This tragic story helps illustrate the issue with COVID death statistics:
Louisiana Rep.-elect Luke Letlow, who died while battling COVID-19, suffered a heart attack following a procedure, a hospital official said.
The 41-year-old was receiving treatment in the intensive care unit at Ochsner LSU Health in Shreveport when he died Tuesday, the Monroe News-Star reported.
LSU Health Shreveport Chancellor G.E. Ghali confirmed Letlow underwent an operation related to the virus and later went into cardiac arrest.

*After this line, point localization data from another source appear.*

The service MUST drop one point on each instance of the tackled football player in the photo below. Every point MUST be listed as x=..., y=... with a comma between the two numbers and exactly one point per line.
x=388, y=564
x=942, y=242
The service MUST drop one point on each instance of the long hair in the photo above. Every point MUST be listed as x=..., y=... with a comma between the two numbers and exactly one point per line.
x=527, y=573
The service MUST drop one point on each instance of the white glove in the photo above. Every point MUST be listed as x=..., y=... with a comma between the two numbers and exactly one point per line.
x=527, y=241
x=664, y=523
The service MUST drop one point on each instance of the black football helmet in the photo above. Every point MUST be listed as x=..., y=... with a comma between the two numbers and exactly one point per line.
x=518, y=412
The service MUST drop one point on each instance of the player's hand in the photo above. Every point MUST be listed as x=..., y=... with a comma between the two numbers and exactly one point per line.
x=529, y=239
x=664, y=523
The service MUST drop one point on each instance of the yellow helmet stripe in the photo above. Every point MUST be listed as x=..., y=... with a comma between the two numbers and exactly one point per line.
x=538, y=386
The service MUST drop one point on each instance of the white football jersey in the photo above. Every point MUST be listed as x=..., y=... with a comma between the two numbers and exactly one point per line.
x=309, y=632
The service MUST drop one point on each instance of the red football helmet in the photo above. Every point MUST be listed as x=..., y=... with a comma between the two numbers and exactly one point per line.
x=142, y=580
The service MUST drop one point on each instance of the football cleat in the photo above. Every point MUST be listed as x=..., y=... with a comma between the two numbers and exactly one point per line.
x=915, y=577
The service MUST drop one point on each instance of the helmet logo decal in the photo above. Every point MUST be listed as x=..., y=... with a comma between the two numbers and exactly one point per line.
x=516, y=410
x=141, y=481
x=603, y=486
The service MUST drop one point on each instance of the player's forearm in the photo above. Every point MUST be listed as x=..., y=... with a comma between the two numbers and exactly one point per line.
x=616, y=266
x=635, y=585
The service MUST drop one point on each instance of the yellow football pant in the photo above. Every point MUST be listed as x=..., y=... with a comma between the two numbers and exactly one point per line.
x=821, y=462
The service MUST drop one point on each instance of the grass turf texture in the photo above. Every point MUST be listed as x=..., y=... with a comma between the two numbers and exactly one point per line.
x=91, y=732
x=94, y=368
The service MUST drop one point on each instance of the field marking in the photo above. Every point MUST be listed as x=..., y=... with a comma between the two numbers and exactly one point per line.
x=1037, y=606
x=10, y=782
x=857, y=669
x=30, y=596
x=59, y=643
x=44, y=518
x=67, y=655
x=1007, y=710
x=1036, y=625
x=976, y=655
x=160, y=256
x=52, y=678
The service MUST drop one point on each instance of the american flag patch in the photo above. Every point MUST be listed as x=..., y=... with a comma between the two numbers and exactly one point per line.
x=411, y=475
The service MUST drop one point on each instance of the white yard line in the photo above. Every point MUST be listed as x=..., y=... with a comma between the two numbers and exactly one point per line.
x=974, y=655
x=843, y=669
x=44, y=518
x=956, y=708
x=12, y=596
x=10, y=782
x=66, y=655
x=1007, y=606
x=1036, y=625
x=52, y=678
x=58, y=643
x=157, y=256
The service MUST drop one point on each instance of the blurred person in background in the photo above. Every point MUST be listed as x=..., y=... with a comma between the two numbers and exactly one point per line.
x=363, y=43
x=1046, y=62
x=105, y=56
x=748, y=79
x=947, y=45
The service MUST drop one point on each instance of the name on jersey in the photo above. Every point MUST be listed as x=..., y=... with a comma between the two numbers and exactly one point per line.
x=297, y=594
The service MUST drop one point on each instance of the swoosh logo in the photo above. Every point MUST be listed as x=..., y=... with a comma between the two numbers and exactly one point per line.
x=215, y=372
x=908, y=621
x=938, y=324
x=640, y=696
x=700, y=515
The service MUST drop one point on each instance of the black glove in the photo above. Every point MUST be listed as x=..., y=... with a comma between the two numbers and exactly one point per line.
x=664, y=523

“It’s devastating to our entire team,” Ghali told the paper, adding that he “had no underlying conditions.”
We all saw the headlines when they came out. Things like, “Congressman-elect dies of COVID-19” and “Rising Republican Dies of COVID-19.” But was it?
We do not know the specifics of why he was undergoing heart surgery. They say it was related to his COVID illness, but how? What were they actually doing? And given the shock of the doctors, it seems that they did not think it was a high-risk surgery. Clearly it was the heart attack that killed him, but is the underlying COVID the real culprit? What a bit fat guy dies of a heart attack or diabetes, do we say that he was killed by obesity? No, so why label COVID as the problem here? If someone has a heart attack while driving and is decapitated in the crash, what killed her? It gets complicated. An argument could be made either way by rational people.
In the case of COVID, however, we have defaulted to classifying ANY death where COVID is present as a “COVID” death. We see the stats where this is happening. COVID deaths are increasing while it looks like we have virtually cured many other previously-deadly ailments. People who were shot, drowned, had heart attacks, strokes, etc. are all mixed in with the COVID death statistics. Sometimes, they are called a COVID death even if they do not have a firm diagnosis but the person had “COVID-like symptoms.” There is a distinct preference to label deaths as being caused by COVID if the slimmest of connection can be found.
The question is… why? Why have officials all across the country chosen to default to COVID when declaring the cause of death.
Hint… follow the money… follow the power.
I am thinking it is more about liberal power than anything else.
And most of the media buy into it.
COVID is good for an extra 20%. For a 25% bunny they might let you choose what to call it.
So, I just tested positive for the Chinese/liberal virus.
And if I get hit by a car tomorrow and end up in the ME’s office, I guess I’ll be considered to be a Chinese/liberal casualty.
There is an extra stocking-stuffer for hospitals who register a “covid” death.
But CDC’s part of the problem, too; seems that they changed the reporting protocol in January and the result is about a 400% over-report of CoVid deaths.
MAR “I am thinking it is more about liberal power than anything else.
And most of the media buy into it”
Buy into it? The media sold it! All liberal owned MSM is simply the propaganda arm of the liberal power base today. They are no longer a separate entity. The freedom of the press has been suborned by the dogma of their owners. We don’t see, hear or read the truth from the press anymore unless it randomly also happens to be what the left wants us to hear.,,or maybe sports or weather.
Actually, T, the death notices are pretty accurate.
In what way Dad29? The number of people is pretty accurate, but how they died is not. So I would call the report false (by what did you say above, 400%). Using a true fact to prove a false conclusion is false reporting. It is using ‘a random fact to support what they want us to hear’.
From the Milwaukee County medical examiner’s office:
“Of the 574 COVID+ deaths investigated by our office, 15 had no known co-morbidities. ”
So about 3% actually died just from Covid.
The other 97%?
Who knows.
>In what way Dad29? The number of people is pretty accurate, but how they died is not. So I would call the report false (by what did you say above, 400%).
I was assuming Dad29 was just referring to “They DED” as being the only accurate part.
That is what I thought as well, but sometimes Dad29 surprises me.
The latest false news: Los Angeles paramedics won’t transport PNB(pulseless non-breathers) to the ER.
The fact is that this is common in EMS now. Most EMS services don’t transport PNB patients to the hospital and this has been going on for years.
Just more media/liberal government BS.
Back in October one actual reporter requested certain information from the Minnesota Dept of Health: 94% of all CCPvirus “deaths” had serious underlying medical conditions. 95% of 60+yr olds.
70% had been in long term care facilities.
In WI, as of Dec 3:
68 of the 3,562 (1.9%) COVID-19 deaths were from COVID-19 ONLY
2,376 of the 3,562 (66.70%) deaths involved at least one other comorbidity
1,118 of the 3,562 (31.39%) deaths were listed as “unknown”. (In July, DHS showed only 19% “unknown”).
Latest total CCPvirus “death” count shows 79% are 70yr+, (92% 60yr+)
To paraphrase Ned Beatty in the movie “Shooter”, Deaths are what g’vment says it is.
https://www.youtube.com/watch?v=BlEo8PQChG4
I can’t wait for the actual death count for 2020 is tallied and compared to previous years… the hump will be the statistical equivalent to an A cup in a room full of DD’s.